In fact, there is a list of indicators that can help effectively identify whether your firm is positioned to require and take full advantage of a Data Lake. Keeping in mind the present and future, consider the following:
- You wish/expect to load all forms of data – raw and refined – without turning any of it away
- You expect to handle various data types simultaneously – including dynamic data
- Your data is equally important as both an operational and analytical element (that is, you wish to not just read your data, but also learn deeply from it)
- Your data is volatile. That is, its structure and nature tends to change often
- Your data is expected to include multiple protocols
If you answered yes for more than one of the above points, then a Data Lake may be more suitable for your firm than a Data Warehouse.
When Is a Data Lake Not Required?
Despite the advantages offered by Data Lakes, it isn’t reasonable to completely rule out EDWs as a Data Storage option. Regardless of their limitations, EDW’s are still very good at what they do. To understand if your firm needs an EDW more than a Data Lake, consider the following points:
- You expect to deal only with a limited stream of data (or) a data stream growing at a restrained rate
- All inbound data is expected to be adequately well structured, homogeneous, and static
- The workings of your firm are heavily dependent on traditional data storage and analytics technologies (such as SQL)

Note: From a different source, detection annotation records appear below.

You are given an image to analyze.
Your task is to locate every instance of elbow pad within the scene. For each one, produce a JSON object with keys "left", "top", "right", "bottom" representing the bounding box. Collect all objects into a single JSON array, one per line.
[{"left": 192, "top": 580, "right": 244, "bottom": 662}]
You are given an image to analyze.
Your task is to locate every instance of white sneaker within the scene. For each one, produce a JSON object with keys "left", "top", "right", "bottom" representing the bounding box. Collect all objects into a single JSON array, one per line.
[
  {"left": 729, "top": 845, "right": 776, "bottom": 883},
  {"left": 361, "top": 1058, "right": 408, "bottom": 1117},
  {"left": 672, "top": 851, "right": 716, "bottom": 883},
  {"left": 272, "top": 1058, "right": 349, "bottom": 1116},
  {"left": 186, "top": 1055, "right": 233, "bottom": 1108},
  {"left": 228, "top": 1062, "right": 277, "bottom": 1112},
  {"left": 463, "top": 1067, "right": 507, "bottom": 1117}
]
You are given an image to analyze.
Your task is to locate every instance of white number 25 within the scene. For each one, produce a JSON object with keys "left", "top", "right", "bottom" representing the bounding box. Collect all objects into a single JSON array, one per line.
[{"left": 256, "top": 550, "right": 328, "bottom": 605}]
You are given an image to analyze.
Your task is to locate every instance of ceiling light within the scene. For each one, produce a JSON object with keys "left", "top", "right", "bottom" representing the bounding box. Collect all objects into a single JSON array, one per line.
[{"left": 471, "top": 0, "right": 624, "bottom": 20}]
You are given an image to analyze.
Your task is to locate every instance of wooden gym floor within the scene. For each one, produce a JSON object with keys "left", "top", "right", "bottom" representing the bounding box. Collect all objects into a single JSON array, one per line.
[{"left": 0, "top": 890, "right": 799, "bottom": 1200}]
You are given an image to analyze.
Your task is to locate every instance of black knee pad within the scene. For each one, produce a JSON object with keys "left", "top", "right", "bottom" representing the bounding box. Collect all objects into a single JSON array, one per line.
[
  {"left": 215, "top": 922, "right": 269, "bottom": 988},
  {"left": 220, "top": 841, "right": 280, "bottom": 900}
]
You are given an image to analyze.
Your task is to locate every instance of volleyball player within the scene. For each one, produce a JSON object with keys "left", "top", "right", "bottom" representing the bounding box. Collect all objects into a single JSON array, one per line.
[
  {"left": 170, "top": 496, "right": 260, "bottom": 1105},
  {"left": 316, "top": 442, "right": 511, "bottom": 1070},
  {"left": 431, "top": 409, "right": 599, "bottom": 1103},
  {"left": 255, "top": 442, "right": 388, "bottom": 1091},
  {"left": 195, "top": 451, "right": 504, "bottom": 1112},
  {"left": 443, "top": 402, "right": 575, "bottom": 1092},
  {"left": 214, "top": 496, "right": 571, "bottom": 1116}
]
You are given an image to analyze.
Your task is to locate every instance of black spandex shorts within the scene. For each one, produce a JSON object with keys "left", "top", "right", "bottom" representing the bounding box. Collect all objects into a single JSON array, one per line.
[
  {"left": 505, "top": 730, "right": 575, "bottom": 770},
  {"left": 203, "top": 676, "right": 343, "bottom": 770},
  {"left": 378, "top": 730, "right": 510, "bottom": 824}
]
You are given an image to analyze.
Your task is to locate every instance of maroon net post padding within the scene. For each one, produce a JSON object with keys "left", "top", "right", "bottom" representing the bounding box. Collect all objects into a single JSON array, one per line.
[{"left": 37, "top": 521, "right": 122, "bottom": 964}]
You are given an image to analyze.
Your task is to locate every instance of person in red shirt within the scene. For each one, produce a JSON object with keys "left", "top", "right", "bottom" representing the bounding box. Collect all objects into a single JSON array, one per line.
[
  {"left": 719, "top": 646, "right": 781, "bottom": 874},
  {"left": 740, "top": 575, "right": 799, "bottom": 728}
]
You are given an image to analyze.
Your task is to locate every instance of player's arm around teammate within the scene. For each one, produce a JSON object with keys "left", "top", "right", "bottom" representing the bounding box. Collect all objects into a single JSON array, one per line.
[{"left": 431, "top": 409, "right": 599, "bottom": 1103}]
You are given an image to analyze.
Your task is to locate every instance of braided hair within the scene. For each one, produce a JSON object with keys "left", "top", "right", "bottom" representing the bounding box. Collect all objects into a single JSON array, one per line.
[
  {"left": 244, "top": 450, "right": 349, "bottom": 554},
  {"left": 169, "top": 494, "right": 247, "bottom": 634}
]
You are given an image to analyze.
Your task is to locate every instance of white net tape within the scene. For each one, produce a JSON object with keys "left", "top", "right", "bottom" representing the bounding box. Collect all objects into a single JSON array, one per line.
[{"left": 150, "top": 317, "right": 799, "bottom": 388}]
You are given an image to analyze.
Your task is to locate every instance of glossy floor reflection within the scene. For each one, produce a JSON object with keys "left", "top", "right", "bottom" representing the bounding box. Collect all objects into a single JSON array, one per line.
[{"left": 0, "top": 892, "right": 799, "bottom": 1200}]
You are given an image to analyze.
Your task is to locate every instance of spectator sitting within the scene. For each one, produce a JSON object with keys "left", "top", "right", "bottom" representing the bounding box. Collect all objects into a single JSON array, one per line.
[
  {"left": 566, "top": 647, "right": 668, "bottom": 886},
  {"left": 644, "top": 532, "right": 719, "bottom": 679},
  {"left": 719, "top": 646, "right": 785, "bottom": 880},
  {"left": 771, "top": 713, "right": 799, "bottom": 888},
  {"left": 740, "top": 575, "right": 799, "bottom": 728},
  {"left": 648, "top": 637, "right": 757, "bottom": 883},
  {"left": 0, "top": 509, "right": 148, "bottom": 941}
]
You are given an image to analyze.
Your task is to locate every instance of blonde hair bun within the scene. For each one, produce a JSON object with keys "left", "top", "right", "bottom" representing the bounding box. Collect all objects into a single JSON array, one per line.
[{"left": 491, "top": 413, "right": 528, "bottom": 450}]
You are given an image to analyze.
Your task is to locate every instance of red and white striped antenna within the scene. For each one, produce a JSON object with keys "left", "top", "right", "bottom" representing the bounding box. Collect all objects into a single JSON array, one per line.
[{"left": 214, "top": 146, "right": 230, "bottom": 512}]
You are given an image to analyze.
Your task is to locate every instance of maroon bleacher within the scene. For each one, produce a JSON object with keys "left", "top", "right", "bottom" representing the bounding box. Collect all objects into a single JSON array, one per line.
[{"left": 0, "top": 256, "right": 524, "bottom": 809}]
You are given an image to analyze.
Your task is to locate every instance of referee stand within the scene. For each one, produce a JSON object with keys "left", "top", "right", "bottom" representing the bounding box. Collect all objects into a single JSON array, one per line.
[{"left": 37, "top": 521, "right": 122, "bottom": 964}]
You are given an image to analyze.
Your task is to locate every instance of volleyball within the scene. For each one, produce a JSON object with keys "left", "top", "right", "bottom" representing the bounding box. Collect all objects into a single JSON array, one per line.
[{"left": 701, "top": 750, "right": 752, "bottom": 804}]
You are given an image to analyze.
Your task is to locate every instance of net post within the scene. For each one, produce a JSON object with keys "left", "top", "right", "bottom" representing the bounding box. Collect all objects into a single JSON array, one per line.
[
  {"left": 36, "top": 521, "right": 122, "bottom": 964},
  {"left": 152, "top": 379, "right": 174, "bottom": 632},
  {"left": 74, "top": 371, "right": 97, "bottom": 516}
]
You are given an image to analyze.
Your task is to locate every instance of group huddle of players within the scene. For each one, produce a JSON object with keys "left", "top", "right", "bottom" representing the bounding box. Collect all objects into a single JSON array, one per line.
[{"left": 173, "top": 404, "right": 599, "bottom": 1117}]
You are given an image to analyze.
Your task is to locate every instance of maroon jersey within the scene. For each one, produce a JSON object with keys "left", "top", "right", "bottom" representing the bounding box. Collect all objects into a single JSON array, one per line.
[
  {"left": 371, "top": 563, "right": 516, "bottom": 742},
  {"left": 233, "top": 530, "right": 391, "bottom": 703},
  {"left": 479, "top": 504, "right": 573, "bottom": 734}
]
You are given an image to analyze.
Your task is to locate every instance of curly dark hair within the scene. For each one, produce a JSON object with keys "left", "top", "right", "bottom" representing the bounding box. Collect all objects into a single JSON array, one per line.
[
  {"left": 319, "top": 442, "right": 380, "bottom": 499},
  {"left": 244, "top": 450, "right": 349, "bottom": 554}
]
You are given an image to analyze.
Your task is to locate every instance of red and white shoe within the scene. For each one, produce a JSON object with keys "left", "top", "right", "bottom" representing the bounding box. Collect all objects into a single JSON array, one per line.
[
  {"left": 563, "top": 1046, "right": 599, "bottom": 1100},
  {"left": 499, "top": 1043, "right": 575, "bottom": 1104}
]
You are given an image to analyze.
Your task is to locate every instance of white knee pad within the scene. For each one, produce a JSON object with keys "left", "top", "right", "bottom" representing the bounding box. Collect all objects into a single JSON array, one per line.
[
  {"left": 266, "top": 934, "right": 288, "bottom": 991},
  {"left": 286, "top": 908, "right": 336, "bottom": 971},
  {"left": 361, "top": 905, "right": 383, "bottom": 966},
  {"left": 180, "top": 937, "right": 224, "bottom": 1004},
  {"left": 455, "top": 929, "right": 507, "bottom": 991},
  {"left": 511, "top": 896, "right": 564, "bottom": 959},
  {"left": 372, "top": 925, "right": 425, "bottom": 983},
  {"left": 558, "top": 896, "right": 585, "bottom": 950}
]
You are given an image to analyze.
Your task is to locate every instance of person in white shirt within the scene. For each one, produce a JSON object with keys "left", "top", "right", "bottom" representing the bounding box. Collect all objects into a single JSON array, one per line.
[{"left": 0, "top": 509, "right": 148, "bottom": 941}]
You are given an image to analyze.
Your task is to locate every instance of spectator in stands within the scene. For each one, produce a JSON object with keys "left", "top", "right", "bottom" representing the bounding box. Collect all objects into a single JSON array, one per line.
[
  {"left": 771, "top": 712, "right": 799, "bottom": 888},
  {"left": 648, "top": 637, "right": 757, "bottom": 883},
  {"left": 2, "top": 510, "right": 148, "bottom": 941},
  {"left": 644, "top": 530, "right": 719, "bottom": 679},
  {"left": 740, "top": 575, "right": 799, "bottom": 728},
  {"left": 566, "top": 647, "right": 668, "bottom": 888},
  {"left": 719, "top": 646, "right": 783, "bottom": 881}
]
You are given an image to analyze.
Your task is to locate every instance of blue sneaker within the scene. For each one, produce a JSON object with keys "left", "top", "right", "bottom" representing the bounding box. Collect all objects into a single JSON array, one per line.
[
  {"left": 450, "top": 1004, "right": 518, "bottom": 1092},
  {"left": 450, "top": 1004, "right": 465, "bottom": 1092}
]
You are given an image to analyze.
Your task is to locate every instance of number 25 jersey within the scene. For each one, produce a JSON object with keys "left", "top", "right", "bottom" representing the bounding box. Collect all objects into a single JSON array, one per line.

- You do not possess the resources/manpower to ensure that data governance, quality, and security are maintained at every stage
If your requirements match the above points, it may be more suitable for your firm to install an EDW instead of a Data Lake.
The benefits that Data lakes offer are many. They are highly scalable, flexible, offer a large number of ways to query data, and eliminate the concept of silos. Furthermore, the penetration of Hadoop technology means that there are incredible ways to process and learn from data stored in lakes. Unless your firm is expected to handle only limited amounts of data, it may be best to skip a warehouse and leapfrog to a Data Lake lest you should be left behind.